So far Felony Fidelity releases have been something where I put it on for the first time and I think it's cool and all but then leave it in the pile closest to the record player so I can come back to it again. The second time around has been where they hit/grab/throttle/jostle me. The Howie and the Hot Knifes record especially (ya know if the pitch the speed up just a hair or two on "Want It" you've got a song that'll get the the girls up shakin' and more than a couple of people sending the dj up a shot). First time around I was like "It decent but nuthin' it ain't heard before". A few days later I gave it it's second chance and was like "THIS RECORD HAS THE DANCE SONG OF THE YEAR ON IT!!!
Well, what d'ya know?! Howie's sits the knives down for a bit and picks up some drumsticks for this newest addition to Portland sordid Rock-n-roll history. I dunno what it is with me referencing Gas Huffer lately but here's another record that gave me that first impression. Wait a minute. The other record that got the recent Gas Huffer reference was the Neins single which is also on this label. Hmmm. Is a member of the Neins in this band too? Ya know what? I'm think so and it's that guy named Joe.

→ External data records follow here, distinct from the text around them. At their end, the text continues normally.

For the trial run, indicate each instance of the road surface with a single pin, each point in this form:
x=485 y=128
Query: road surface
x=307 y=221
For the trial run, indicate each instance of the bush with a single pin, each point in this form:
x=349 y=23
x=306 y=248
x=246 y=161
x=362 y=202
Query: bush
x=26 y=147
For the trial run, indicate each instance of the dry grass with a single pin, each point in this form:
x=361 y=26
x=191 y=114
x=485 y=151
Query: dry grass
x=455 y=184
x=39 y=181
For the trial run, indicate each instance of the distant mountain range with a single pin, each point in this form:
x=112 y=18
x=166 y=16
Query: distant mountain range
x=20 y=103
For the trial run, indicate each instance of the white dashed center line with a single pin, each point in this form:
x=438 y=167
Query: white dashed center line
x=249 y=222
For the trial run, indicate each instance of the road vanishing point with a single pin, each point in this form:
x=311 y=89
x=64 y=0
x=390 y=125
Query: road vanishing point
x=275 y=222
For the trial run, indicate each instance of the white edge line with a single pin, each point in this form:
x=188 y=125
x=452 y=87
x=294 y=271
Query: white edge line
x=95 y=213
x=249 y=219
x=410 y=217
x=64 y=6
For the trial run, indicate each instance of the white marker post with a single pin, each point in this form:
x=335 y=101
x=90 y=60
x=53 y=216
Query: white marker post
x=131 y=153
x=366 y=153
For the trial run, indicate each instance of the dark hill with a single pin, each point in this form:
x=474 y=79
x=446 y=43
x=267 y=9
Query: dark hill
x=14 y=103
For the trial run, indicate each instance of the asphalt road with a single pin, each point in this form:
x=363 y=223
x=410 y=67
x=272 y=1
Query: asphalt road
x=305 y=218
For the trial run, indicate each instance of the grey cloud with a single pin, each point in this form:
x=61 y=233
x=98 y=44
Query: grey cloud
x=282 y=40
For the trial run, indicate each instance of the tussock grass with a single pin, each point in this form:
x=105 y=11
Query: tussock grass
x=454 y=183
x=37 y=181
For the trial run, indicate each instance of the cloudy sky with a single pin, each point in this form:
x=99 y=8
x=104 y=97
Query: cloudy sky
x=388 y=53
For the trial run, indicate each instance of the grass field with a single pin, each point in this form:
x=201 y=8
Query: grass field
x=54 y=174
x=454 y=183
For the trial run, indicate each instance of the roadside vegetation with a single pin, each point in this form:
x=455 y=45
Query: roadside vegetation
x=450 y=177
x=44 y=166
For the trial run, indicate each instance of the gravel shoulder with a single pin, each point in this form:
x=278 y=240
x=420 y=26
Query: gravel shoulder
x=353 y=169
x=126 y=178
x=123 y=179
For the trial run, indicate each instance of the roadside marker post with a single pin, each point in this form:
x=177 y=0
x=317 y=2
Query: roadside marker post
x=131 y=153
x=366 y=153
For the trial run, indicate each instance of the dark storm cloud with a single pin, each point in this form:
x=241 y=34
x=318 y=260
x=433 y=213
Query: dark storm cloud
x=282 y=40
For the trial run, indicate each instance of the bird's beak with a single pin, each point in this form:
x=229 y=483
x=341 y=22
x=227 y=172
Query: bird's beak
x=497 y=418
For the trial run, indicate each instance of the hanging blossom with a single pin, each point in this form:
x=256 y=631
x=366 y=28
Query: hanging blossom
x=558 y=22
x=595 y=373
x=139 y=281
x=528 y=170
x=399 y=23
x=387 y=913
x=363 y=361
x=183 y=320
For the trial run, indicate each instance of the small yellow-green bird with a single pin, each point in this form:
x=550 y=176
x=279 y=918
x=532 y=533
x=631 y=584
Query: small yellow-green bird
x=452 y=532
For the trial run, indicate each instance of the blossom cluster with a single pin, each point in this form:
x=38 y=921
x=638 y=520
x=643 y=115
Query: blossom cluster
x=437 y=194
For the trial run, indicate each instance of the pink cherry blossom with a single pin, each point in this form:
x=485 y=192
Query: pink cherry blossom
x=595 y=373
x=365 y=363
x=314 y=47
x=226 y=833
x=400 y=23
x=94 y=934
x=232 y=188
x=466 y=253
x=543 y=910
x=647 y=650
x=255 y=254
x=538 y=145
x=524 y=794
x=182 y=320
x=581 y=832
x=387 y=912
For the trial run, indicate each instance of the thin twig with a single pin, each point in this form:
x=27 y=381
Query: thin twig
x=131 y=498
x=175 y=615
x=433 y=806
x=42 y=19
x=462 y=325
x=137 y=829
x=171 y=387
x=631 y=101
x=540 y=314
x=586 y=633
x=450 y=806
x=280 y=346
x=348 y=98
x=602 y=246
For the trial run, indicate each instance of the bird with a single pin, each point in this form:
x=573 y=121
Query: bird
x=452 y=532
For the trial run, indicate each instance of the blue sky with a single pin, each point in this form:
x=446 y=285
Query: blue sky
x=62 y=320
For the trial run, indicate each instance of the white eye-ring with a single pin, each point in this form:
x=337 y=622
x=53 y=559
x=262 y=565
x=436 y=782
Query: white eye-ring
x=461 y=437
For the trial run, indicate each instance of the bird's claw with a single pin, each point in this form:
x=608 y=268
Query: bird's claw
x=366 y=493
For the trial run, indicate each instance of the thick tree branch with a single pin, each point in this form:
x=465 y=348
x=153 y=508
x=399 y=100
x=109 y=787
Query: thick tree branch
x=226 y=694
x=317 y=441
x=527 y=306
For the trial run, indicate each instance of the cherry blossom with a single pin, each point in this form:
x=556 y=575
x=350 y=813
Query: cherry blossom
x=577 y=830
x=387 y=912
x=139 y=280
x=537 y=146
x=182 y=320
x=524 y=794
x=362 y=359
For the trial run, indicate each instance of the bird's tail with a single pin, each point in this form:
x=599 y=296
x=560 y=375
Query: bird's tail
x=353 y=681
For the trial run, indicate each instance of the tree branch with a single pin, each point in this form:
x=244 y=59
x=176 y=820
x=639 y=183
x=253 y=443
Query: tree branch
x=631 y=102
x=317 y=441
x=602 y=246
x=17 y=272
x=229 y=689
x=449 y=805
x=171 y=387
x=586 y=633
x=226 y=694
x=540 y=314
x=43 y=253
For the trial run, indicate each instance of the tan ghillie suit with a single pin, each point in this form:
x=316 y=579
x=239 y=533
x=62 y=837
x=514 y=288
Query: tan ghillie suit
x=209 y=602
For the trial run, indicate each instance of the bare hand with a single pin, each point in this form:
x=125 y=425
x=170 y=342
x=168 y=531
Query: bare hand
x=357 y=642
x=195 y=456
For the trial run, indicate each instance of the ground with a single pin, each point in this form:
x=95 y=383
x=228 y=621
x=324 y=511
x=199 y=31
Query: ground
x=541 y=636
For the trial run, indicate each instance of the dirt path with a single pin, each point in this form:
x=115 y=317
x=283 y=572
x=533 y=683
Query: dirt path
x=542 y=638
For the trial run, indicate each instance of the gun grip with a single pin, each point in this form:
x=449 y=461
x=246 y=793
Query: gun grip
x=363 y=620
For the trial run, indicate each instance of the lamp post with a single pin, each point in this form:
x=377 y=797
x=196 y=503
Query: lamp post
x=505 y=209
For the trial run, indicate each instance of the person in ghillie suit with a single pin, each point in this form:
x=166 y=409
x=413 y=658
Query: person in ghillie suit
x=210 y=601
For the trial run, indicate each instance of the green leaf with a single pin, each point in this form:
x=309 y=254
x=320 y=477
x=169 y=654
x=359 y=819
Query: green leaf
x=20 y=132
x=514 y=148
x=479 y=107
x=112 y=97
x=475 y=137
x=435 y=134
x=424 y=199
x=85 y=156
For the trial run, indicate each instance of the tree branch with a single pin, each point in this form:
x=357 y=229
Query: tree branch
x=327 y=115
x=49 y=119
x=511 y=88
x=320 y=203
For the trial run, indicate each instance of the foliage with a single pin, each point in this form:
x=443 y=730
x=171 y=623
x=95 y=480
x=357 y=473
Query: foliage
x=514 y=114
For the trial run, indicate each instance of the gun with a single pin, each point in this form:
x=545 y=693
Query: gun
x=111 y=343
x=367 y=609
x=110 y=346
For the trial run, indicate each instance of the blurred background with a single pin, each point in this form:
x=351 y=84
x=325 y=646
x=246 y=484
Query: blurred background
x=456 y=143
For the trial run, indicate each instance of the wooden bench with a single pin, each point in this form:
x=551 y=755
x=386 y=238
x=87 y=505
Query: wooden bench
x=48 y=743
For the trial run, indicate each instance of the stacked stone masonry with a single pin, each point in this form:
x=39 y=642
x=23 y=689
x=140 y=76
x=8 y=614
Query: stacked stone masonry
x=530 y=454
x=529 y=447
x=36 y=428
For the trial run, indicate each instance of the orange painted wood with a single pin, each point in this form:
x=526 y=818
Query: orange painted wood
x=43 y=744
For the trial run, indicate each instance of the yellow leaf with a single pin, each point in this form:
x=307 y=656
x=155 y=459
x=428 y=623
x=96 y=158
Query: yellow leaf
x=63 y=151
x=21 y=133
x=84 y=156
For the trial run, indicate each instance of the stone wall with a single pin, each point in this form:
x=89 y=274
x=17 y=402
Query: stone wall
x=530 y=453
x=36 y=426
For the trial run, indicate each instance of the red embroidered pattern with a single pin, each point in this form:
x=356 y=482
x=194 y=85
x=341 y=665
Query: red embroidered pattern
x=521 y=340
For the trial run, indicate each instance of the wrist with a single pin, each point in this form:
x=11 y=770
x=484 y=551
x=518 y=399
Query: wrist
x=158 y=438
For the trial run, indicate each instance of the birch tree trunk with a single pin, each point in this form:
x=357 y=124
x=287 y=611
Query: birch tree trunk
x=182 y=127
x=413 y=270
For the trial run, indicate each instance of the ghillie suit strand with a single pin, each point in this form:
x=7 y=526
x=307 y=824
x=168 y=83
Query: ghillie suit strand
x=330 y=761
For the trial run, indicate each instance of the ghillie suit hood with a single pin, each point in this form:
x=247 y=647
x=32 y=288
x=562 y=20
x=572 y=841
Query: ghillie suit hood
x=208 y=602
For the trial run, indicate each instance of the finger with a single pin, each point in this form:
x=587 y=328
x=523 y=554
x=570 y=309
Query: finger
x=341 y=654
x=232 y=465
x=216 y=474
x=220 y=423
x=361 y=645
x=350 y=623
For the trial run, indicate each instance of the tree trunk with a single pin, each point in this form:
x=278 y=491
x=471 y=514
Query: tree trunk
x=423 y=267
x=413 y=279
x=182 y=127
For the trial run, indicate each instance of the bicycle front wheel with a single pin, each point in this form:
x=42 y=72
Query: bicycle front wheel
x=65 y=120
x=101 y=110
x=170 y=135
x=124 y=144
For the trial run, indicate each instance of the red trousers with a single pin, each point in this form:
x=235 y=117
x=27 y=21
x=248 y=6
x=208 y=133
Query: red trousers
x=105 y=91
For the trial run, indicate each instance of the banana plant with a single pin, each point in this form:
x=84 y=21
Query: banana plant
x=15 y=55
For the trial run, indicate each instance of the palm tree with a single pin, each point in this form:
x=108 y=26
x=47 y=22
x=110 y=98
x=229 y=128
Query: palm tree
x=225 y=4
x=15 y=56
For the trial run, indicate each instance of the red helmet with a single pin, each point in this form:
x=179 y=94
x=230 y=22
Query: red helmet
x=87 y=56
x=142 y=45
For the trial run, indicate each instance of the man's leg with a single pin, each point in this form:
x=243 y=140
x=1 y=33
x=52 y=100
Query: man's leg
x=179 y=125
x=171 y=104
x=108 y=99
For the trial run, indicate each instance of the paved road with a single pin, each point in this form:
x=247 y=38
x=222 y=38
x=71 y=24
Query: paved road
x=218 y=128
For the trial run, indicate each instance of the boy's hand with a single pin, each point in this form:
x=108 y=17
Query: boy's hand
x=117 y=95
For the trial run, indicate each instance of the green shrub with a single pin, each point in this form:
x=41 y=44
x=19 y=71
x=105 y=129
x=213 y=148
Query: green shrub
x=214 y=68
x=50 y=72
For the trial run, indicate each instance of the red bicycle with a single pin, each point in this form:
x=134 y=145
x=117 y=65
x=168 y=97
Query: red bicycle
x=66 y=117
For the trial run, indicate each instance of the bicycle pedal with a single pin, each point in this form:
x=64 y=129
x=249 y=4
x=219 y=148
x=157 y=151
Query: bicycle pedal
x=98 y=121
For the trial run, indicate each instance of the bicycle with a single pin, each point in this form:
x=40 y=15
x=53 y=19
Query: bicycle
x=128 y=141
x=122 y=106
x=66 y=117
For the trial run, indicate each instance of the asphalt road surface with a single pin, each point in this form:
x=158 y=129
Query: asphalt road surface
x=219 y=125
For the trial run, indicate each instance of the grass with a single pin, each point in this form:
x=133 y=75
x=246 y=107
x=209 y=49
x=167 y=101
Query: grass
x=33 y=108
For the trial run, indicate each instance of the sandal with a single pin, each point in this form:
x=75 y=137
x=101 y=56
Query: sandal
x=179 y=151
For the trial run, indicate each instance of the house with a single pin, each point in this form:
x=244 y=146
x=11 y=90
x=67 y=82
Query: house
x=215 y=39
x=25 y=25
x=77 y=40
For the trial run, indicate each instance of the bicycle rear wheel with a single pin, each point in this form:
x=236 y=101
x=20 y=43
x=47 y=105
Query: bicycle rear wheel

Rubbery twang dirt in the guitars, the manic beat and singing that reeks of cheap beer from a can, a basement in need of a dehumidifier and burger grease. The songs sound like they were recorded in an old shack 15 minutes out from the last of city lights with rotted-n-creeky floorboards, no heat but a fridge stocked with stolen beer and venison cooking over an open fire. All in all, not bad for a first impression. It's second spin I was thinking "Y'know, Martin Savage seems to be a cool guy. He's wrote a couple of cool songs but no matter how hard he tries to sound like an American-he's still a Swede." The Night Slaves don't have to try. It's born into them.